Stickstoffoxide (NO, NO2)
Stickstoffoxide, kurz Stickoxide genannt, entstehen hauptsächlich bei Verbrennungsprozessen durch die Oxidation von in der Luft enthaltenem Stickstoff. Wesentliche Quellen sind dabei Kraftfahrzeug-Motoren, kalorische Kraftwerke und Heizungen.
Entstehung
Stickstoffoxide werden überwiegend als Stickstoffmonoxid (NO) emittiert. In der Atmosphäre oxidieren sie zu Stickstoffdioxid (NO2). Zusammen mit Kohlenwasserstoffen bilden sie die Hauptvorläufersubstanzen für Ozon.
Auswirkungen
Für den menschlichen Organismus ist vor allem Stickstoffdioxid (NO2) gefährlich.
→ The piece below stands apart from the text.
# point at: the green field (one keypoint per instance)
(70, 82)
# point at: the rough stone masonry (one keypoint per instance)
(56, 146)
Es greift in erster Linie die Schleimhäute an.
Die Auswirkungen auf Pflanzen zeigen sich in einer Bleichung und im vorzeitigen Altern der Blätter sowie in einem geringeren Wachstum der Pflanze.
Die bodennahen Luftschichten werden besonders während der Wintermonate, an Tagen mit ausgeprägten Inversionswetterlagen, verstärkt mit Stickstoffoxiden angereichert. Diese sind verantwortlich für die Versauerung und Überdüngung von Böden und Gewässern. In der kalten Jahreszeit entstehen aus gasförmigen Stickstoffoxiden und Ammoniak partikelförmige Substanzen, die zur Belastung durch Feinstaub (PM10) beitragen.
Hauptverursacher
Hauptverursacher der Stickstoffoxide-Emissionen ist mit mehr als 50 Prozent der Straßenverkehr. Davon stammen bereits über 40 Prozent von Lastkraftwagen, obwohl der Lastkraftwagen-Anteil am Wiener Gesamtverkehr nur etwa zehn Prozent beträgt.
Die zweitgrößte Quelle mit rund 25 Prozent ist die Raumwärmeerzeugung. Davon stammen etwa 70 Prozent aus dem Wohnbereich.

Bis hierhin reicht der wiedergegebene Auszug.